I really like Deformatory’s work. Both 2013’s In the Wake of Pestilence and 2016’s Malediction were very enjoyable and satisfying slabs of brutal technicality. It has been a long wait for Inversion of the Unseen Horizon, but we finally have 43 minutes of new material.
Deformatory play technical death metal with lashings of brutality. The songs are precise and merciless. It’s a controlled form of frenzied mayhem that the band unleash, one which is augmented by surprisingly potent streaks of melody, dark moments of atmosphere, infectious rhythmic devastation, and straightforward death metal brutality.
These are brutally violent songs. Their intensity is almost physical. It’s a testament to the band’s songwriting skills that the music is arranged and structured just right in order for the full songs to be greater than the sum of their parts. The complexity of the music never outweighs the needs of the songs themselves, which makes for an album that has more catchy and memorable parts than is the norm for something so technical.
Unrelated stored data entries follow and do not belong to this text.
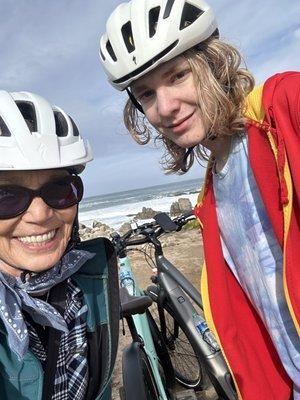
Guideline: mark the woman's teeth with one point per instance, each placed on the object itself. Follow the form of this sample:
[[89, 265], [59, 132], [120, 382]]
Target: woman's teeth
[[38, 238]]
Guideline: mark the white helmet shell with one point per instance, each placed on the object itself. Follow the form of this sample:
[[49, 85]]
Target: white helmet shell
[[142, 34], [52, 140]]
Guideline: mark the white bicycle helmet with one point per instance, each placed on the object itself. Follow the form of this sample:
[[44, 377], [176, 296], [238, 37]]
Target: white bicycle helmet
[[35, 135], [142, 34]]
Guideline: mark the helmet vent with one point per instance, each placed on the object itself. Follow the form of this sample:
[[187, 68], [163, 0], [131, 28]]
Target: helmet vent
[[128, 37], [27, 110], [75, 129], [168, 8], [189, 15], [153, 18], [102, 55], [61, 124], [147, 64], [110, 51], [4, 131]]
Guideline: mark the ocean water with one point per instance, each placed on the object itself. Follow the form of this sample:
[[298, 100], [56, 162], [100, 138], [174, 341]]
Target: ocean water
[[116, 208]]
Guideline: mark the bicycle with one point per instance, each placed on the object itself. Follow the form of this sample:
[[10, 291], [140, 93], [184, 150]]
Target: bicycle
[[174, 319]]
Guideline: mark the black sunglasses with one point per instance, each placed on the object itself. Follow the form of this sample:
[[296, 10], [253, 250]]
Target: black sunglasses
[[59, 194]]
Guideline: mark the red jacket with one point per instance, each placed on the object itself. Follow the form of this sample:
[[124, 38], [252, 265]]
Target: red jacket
[[273, 129]]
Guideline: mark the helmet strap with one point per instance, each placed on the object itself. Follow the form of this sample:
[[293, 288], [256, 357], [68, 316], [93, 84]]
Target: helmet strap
[[134, 101]]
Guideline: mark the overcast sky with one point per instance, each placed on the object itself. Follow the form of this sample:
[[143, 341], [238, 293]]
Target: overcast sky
[[51, 48]]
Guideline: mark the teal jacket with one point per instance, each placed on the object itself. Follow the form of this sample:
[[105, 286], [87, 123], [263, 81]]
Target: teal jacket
[[98, 280]]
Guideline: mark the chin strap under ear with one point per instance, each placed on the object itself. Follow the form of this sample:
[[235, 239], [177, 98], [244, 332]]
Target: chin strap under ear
[[134, 101], [186, 164], [75, 238]]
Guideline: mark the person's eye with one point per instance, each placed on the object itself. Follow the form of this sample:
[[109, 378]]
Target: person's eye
[[145, 95]]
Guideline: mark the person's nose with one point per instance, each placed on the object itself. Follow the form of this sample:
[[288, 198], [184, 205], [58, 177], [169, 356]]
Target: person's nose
[[167, 103], [38, 212]]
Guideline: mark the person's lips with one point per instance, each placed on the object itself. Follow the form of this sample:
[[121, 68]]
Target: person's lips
[[177, 125]]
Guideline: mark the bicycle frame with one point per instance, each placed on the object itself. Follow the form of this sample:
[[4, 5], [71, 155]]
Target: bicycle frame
[[177, 290], [142, 326]]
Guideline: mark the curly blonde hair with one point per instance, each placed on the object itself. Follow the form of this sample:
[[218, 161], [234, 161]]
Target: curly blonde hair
[[222, 86]]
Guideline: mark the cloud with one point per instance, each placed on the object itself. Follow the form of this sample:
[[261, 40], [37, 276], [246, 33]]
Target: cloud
[[51, 48]]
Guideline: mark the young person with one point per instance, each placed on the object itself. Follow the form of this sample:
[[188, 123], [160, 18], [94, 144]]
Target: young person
[[198, 100], [55, 341]]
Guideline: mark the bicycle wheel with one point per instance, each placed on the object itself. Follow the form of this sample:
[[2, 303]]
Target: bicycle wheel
[[188, 369], [138, 379]]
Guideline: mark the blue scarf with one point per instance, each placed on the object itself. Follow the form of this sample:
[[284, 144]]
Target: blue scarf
[[15, 296]]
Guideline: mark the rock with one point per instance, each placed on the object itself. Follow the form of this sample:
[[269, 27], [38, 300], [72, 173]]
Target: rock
[[124, 228], [181, 206], [98, 229], [146, 213]]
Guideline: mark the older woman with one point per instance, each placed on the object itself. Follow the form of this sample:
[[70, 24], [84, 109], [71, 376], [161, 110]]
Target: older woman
[[47, 342]]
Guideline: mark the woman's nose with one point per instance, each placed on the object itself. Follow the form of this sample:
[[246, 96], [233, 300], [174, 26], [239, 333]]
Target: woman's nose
[[38, 211], [167, 102]]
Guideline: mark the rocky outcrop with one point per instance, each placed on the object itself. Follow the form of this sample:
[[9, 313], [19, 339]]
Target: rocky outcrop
[[146, 213], [98, 229], [181, 206]]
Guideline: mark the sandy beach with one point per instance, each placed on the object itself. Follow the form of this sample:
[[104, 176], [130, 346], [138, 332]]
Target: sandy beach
[[184, 249]]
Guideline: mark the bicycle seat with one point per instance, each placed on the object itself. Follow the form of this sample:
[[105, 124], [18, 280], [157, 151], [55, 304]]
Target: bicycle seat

Deformatory know what they are doing with this style. All of the various ingredients are balanced well, and the songs are effective enough so that once the initial power of the songs has hit, and once instant gratification has been satisfied, repeat visits to their shores are positively encouraged through depth of delivery, songcraft, and creative nuance.
Deformatory’s third album is their best. Inversion of the Unseen Horizon is an album that should have pride of place in any technical death metal fan’s collection.
Enough said. Go listen to Deformatory.